Could private sector investment finance social and affordable housing?
There are several private sector investors, such as banks and pension and insurance companies, that are cash-ready to invest in building projects and help registered providers meet increasing housing targets. According to new Housing Minister, Matthew Pennycook, finding a way to use this liquidity to boost local housing provision, whilst providing the security that investors expect in return, will be key.
After the discovery of a huge funding shortfall in public finances, it’s clear the development of affordable and social housing will be unattainable without significant private sector involvement. If registered providers are to overcome the current financial challenges, investors must be encouraged to fund the development of more housing to fulfil this pre-election pledge. Fiscal incentives and support for investors could go some way to attracting this investment.
Is there scope for a new PPF3?
With the first private finance initiative (PFI) launched in 1992, and again in 2012, being proven unsuitable for use, could there be an opportunity for a public-private finance (PPF) initiative mark 3? Whilst PFI was initially led by the public sector acting as contracting authorities, PPF3 could instead be run through the combined authorities, that have expertise in procurement, project management and other relevant skills.

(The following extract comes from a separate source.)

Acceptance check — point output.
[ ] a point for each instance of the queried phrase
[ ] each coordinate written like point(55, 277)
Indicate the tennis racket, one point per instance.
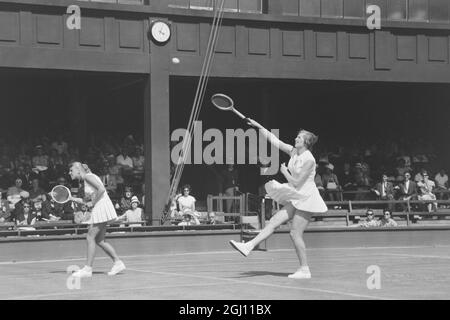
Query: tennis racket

The combined authority would procure an SPV backed by stakeholders (which could include local authorities and housing associations) where each new place-based housing project would be funded through a mix of:
- Subordinated debt
- Equity
- Bank/investor loans
- Government support
Schemes should be structured to allow all the relevant stakeholders to hopefully profit from their PPF3 investment by owning a stake in these housing projects, which could also be managed by housing associations, and consist of a mix of affordable, shared ownership properties and market sale properties, as well as build to rent properties.
Implementing a new PPF3 framework would be time-intensive but go some way toward solving past PFI failings. In the meantime, other tactical changes could be made by the Government to increase investment in social and affordable housing. For example, a new centrally funded, grant-based scheme could be established to facilitate development activity led by local and combined authorities.
Alternatively, public sector pension schemes could be leveraged in support of housing in the local area. This could be incentivised through tax breaks and the provision of a government-backed guarantee or other contingent liability to protect stakeholder interests.
Key takeaways
There is an opportunity for all stakeholders to benefit from more creative financing solutions for the housing sector. With the Government pressed for time and money as the housing shortfall widens, here are some key actions for consideration:
- Private sector investment is available but will require fiscal incentives and security from the Government. A new PPF3 could be a viable solution.
- The past failings of the PFI must be considered for a new PPF3 to be successful. Could a PPF3 be run by the combined authorities instead?
- Local and combined authorities need to boost development. Could a centrally-funded, grant-based scheme or public sector pension schemes help?